Aquí, ayer, Celine Dion dio un concierto ante, suponemos, un público entregado. A mí, me cae bien Celine porque me parece que es una chica que, excepción hecha del potosí que tiene en la garganta, no lo ha debido de tener fácil. Con esa cara, que es tan difícil de combinar con cualquier cosa. Pero, sobre todo, Celine Dion a mí me cae bien porque es una chica que, como cantaba La Lupe, “es muy sumirde”. Igualita que Bisbal (salvando las distancias) o sea: una jornalera de las tablas. Recuerdo que, con ocasión del lanzamiento de su último CD,Taking Chances, Dion fue invitada a ese programa-mamotreto-concurso-cosa llamado “Wetten Das…?” (Qué apostamos, en lengua vernácula) y ella, como todos los famosos, tuvo que hacer una apuesta, que perdió. El castigo fue cantar el tema de Titanic haciendo gárgaras. Y oye: la tía lo hizo, y nos reimos todos mucho. Porque Dion transmite que, fuera de las intensidades musicales, ella es muy de andar por casa.
Por diferentes razones, durante una época de mi vida profesional, tuve contacto asiduamente con personas conocidas del cine y la televisión y tengo que decir que, cuanto más famosos eran, y de más tiempo, más normales (aunque hay gente muy imbécil, como cierto famoso actor de teatro que dejó tras de sí un reguero de malas pulgas).

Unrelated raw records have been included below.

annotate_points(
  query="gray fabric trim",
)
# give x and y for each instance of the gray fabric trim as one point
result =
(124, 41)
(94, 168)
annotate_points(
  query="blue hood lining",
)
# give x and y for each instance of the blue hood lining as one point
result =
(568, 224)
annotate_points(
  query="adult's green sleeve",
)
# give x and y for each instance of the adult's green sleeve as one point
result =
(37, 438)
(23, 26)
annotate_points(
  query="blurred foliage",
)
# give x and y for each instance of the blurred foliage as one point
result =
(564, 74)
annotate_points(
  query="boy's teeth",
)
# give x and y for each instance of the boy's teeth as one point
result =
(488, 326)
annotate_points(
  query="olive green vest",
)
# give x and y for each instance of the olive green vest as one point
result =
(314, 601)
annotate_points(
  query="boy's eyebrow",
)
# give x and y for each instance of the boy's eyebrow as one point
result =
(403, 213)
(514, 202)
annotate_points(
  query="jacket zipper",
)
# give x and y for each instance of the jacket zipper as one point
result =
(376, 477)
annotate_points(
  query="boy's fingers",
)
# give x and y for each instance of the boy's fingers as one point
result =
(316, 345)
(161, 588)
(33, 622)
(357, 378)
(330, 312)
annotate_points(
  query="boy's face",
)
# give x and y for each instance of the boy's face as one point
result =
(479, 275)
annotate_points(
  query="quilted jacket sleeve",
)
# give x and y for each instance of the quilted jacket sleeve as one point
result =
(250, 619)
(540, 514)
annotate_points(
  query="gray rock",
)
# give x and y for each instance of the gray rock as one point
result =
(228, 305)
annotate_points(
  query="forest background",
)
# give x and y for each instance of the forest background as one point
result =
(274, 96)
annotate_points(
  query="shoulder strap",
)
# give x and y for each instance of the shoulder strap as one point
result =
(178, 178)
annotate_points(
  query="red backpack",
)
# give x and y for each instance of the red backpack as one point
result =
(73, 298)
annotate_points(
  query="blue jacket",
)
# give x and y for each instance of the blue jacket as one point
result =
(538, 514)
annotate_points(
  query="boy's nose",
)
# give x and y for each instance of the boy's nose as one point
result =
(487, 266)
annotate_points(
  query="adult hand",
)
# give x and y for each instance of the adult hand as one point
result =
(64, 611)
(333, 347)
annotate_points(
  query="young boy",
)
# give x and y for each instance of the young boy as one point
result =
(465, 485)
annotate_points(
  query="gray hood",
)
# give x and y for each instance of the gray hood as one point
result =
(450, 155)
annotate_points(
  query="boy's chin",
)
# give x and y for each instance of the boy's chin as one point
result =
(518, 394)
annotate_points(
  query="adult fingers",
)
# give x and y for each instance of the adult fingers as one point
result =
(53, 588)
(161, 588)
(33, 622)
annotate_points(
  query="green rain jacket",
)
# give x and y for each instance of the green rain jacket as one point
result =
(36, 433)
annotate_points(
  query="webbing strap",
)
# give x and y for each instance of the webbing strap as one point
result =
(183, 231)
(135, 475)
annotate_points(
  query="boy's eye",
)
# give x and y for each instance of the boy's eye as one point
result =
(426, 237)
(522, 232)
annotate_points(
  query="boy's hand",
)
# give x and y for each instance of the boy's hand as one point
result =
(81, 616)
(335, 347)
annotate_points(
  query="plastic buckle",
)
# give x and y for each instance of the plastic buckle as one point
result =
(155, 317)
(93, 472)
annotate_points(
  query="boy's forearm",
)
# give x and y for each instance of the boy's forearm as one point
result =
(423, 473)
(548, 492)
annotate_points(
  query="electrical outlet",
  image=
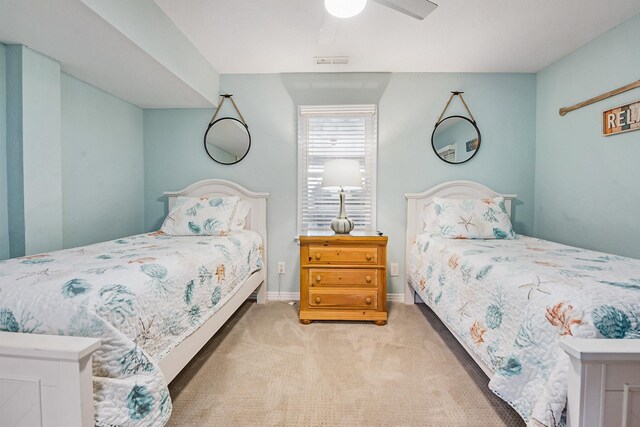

La regla general es, como hubiera dicho Santa Teresa,“Cuanto más famosos, más conversables”.
Por ejemplo, los presentadores de televisión que venían de la cadena pública – un poner: el que presenta hoy los telediarios más vistos de Mundo Perdido– eran (y son) el colmo de la buena educación. En cambio, había gente que, en cuanto les reconocían dos veces en un Corte Inglés a temperatura polar, se echaban a perder sin remisión. Recuerdo particularmente la bronca mefistofélica que montó en el aeropuerto de Barajas un julijustris de estos que comentan el trasiego ginecológico de las famosas. Un indivíduo del que no recuerdo el nombre pero que ni siquiera trabajaba –en aquellos entonces, hoy no sé- en una cadena nacional, sino en una emisora que sólo se veía en Madrid. Pretendía el andóba que, por su bello rostro, le pasaran de turista a primera. La sufrida azafata intentaba explicarle que, con los puntos que tenía, aquello no sólo no podía ser, sino que además era imposible. Llegados a un punto de la conversación especialmente encrespado, el muy ofidio dio un golpecito en el mostrador, puso morritos, y soltó el inevitable:
La tele y la vida, queridos y queridas,son así. Hoy estamos aquí, y mañana…al rico colchón de látex natura. Los cementerios están a reventar de gente que se creía insustituible y nosotros, como diría Alaska, vemos la vida pasar.